元々ソロで十分強い『ピュアダーク』とほむらである『ダーククリムゾン』を相手にピュアマグマが本気で戦えるはずがない。

ピュアフレイムが到着した時には既に決着のついた後だった。

「んで?『ブラッディジェネラル』の居場所、知ってるんだろ?教えてくれよ?」

それでいきなりメッセージを送ってきたのか。ピュアフレイムは納得しつつも状況が非常に不味い事に気が付くと必死に思考を張り巡らす。


このままではピュアマグマも彼女らに攫われかねない。


だったら真宝使 翔子の居場所を教えてさっさと消えてもらうか?そもそも見逃してくれるのだろうか?

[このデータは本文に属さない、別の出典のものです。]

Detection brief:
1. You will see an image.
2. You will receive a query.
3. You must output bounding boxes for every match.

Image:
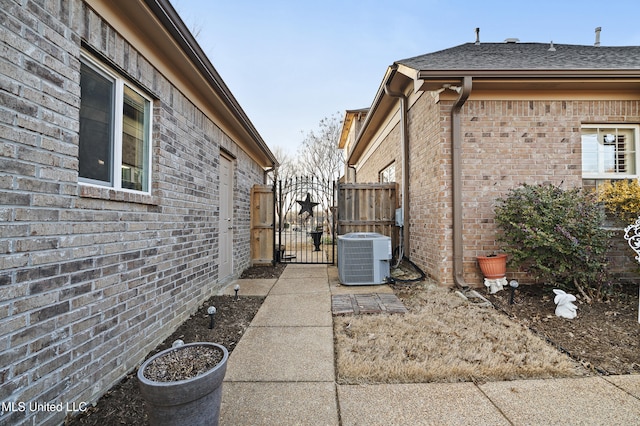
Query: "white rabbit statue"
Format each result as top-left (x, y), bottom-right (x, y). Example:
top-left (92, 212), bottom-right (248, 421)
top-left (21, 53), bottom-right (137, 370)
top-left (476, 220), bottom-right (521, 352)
top-left (553, 288), bottom-right (578, 319)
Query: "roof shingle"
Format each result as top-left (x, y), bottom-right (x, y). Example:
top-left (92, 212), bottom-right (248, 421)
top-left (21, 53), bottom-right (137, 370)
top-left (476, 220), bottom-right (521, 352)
top-left (396, 43), bottom-right (640, 71)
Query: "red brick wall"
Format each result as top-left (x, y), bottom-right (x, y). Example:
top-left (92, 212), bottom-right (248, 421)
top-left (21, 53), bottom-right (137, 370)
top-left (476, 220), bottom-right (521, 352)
top-left (358, 93), bottom-right (640, 286)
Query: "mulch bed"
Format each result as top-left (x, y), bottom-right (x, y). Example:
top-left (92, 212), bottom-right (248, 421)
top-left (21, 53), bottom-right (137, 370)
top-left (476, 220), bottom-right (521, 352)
top-left (481, 284), bottom-right (640, 375)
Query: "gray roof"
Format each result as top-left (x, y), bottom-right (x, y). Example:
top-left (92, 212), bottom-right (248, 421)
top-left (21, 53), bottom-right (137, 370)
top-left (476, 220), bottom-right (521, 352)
top-left (396, 43), bottom-right (640, 71)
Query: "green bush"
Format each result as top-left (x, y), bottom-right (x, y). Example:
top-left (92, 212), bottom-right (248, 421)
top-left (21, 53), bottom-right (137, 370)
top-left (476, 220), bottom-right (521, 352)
top-left (495, 184), bottom-right (609, 299)
top-left (598, 179), bottom-right (640, 226)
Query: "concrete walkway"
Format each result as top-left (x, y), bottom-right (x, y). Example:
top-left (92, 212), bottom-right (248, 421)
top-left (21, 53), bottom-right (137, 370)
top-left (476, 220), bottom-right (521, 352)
top-left (220, 265), bottom-right (640, 426)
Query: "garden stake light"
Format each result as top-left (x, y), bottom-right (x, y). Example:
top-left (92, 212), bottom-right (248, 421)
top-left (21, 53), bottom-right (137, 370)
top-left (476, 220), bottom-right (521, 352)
top-left (509, 280), bottom-right (519, 305)
top-left (207, 306), bottom-right (216, 328)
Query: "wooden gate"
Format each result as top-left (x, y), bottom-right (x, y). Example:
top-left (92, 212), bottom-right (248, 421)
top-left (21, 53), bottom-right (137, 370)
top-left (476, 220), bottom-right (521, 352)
top-left (338, 183), bottom-right (399, 253)
top-left (276, 177), bottom-right (336, 264)
top-left (251, 178), bottom-right (399, 265)
top-left (251, 185), bottom-right (275, 265)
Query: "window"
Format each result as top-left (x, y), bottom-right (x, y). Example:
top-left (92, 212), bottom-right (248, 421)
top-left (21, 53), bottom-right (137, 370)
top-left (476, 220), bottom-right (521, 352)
top-left (582, 125), bottom-right (638, 188)
top-left (380, 163), bottom-right (396, 183)
top-left (79, 56), bottom-right (151, 192)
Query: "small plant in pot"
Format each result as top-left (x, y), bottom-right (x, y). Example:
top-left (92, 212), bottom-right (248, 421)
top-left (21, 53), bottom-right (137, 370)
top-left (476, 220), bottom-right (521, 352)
top-left (138, 342), bottom-right (229, 426)
top-left (477, 253), bottom-right (507, 294)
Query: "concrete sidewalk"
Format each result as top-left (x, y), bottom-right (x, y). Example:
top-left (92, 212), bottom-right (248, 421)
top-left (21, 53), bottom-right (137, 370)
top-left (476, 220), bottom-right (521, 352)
top-left (220, 265), bottom-right (640, 426)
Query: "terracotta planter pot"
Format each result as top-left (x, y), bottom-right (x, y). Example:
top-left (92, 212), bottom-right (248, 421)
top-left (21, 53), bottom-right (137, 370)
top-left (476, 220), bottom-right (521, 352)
top-left (478, 253), bottom-right (507, 280)
top-left (138, 342), bottom-right (229, 426)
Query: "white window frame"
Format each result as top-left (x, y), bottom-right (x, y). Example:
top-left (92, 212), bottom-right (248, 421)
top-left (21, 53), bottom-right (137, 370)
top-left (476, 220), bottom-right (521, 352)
top-left (580, 123), bottom-right (640, 180)
top-left (78, 52), bottom-right (153, 194)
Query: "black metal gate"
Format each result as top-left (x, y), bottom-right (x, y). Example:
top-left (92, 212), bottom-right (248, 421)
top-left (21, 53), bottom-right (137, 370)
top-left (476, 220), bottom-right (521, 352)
top-left (275, 177), bottom-right (336, 264)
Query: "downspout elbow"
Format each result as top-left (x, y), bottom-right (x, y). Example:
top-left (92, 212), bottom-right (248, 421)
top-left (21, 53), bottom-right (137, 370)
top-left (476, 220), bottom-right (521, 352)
top-left (451, 77), bottom-right (472, 290)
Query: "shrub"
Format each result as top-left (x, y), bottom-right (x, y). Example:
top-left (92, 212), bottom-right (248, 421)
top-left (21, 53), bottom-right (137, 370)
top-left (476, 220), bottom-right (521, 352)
top-left (598, 179), bottom-right (640, 225)
top-left (495, 184), bottom-right (609, 300)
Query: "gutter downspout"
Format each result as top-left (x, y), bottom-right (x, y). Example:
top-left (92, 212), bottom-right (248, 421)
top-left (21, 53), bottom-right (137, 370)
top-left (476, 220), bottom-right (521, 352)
top-left (384, 64), bottom-right (410, 257)
top-left (451, 76), bottom-right (472, 290)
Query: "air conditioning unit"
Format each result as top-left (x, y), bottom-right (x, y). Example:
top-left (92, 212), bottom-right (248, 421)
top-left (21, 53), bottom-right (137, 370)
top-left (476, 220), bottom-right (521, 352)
top-left (338, 232), bottom-right (391, 285)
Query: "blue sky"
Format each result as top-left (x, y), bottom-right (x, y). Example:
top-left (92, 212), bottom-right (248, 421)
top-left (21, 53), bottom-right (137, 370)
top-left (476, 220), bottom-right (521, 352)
top-left (171, 0), bottom-right (640, 154)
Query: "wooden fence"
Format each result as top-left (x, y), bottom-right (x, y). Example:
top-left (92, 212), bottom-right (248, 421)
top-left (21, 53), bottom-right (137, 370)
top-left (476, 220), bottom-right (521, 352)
top-left (338, 183), bottom-right (399, 253)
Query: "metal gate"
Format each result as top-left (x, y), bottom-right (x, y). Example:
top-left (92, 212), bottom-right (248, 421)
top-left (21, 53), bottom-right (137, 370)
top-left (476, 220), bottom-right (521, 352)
top-left (275, 177), bottom-right (336, 264)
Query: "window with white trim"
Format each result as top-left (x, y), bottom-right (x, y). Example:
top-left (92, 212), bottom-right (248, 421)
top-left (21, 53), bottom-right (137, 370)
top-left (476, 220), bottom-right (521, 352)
top-left (582, 124), bottom-right (639, 188)
top-left (380, 163), bottom-right (396, 183)
top-left (79, 55), bottom-right (151, 193)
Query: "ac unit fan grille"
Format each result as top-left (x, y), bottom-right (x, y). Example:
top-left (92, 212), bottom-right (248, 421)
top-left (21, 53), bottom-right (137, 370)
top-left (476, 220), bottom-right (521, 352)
top-left (340, 240), bottom-right (374, 283)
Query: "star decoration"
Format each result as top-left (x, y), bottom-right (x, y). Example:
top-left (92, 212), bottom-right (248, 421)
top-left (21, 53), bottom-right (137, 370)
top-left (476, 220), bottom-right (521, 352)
top-left (296, 192), bottom-right (320, 217)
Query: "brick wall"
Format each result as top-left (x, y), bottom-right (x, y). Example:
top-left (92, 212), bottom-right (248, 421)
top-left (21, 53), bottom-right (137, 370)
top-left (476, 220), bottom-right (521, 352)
top-left (358, 93), bottom-right (640, 286)
top-left (0, 0), bottom-right (263, 424)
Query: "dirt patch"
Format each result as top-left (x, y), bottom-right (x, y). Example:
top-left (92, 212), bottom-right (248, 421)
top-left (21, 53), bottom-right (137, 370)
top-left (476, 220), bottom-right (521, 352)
top-left (65, 265), bottom-right (286, 426)
top-left (240, 263), bottom-right (287, 280)
top-left (334, 282), bottom-right (587, 384)
top-left (486, 284), bottom-right (640, 374)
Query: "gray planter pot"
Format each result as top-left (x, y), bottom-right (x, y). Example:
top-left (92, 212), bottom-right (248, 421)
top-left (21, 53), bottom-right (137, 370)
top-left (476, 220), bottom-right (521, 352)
top-left (138, 342), bottom-right (229, 426)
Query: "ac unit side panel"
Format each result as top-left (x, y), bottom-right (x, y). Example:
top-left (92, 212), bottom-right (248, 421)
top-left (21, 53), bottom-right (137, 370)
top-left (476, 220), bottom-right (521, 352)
top-left (338, 233), bottom-right (391, 285)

力関係からも感情論からも選択肢の限られた中で歯がゆさと悔しさで強く拳を握り締めるがピュアフレイムは軽く溜め息をつくと静かに口を開いた。

「・・・教えたら見逃してくれる?」

「お?流石はピュアフレイム!話せるねぇ!いいぜ!」

「真宝使先生は今ブラジルにいるわ。」


・・・・・


これは少し盛りすぎたか?時間を稼ごうとつい日本から最も離れた場所を指定してしまったが流石に嘘が下手くそすぎたと内心は右往左往していたが結果は良好だった。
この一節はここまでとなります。